Minnesota Perinatal Physicians has begun using the 3D capabilities of this system to identify fetal abnormalities such as cleft lip and palate, abdominal wall defects such as oomphalocoeles or spinal anomalies such as spina bifida.
Gaziano’s particular area of interest involves women who have had a Cesarean section to deliver a previous baby. When a woman has a C-section, she forms a scar, he explains. If she becomes pregnant subsequently and the placenta implants over the scar, that placenta tends to invade maternal tissues and at the time of birth it can cause a major risk of hemorrhage, necessitating hysterectomy or massive blood transfusions.
“It is helpful for us to magnify the area of interest into the scar and then use very precise color settings to show us the tongues of blood flow that go where they should not go,” Gaziano concludes. These imaging scans signal the need for the mother to be delivered in a high-risk perinatal center and prepare the team for possible problems.
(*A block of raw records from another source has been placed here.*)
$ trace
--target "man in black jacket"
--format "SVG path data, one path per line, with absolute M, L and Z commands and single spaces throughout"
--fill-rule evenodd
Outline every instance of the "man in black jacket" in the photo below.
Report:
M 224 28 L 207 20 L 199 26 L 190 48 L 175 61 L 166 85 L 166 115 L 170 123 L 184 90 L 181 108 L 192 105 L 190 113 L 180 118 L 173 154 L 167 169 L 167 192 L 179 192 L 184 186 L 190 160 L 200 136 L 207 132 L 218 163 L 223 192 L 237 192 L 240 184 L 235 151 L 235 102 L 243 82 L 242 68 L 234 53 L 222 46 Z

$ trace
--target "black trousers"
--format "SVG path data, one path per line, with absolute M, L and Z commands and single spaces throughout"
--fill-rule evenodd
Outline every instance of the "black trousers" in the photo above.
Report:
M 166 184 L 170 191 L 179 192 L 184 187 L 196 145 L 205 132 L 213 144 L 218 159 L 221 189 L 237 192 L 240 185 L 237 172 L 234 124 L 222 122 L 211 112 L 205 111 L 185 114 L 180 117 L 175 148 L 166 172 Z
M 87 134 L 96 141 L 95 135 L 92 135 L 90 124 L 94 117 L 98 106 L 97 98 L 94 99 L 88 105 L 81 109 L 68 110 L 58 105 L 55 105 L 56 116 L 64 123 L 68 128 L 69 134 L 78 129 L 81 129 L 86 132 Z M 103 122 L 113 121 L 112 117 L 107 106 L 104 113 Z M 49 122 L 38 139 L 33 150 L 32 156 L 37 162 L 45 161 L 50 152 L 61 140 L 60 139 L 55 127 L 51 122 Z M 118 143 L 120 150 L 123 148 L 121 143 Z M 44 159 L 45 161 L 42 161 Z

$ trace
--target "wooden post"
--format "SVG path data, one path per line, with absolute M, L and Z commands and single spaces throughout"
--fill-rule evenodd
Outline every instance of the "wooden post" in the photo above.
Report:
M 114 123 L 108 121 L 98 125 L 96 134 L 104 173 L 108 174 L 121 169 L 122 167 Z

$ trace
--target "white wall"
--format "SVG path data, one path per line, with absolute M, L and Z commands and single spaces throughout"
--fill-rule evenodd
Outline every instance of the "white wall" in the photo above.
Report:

Complex differential diagnoses
Michael Crade, MD, medical director of Ultrasonix (a division of Pediatrix Corp.) in Long Beach, Calif., describes their private office practice that performs ultrasound studies primarily for gynecologic patients. They use a GE Healthcare Voluson 730 ultrasound to accomplish ovarian cancer screening studies.
He images complex ovarian growths with color Doppler, capturing the volume of the mass then rotating it to isolate vascularity as he performs a differential diagnosis of the mass. His primary goal is to diagnose ovarian cancer early, and determine which patients require surgery and which do not.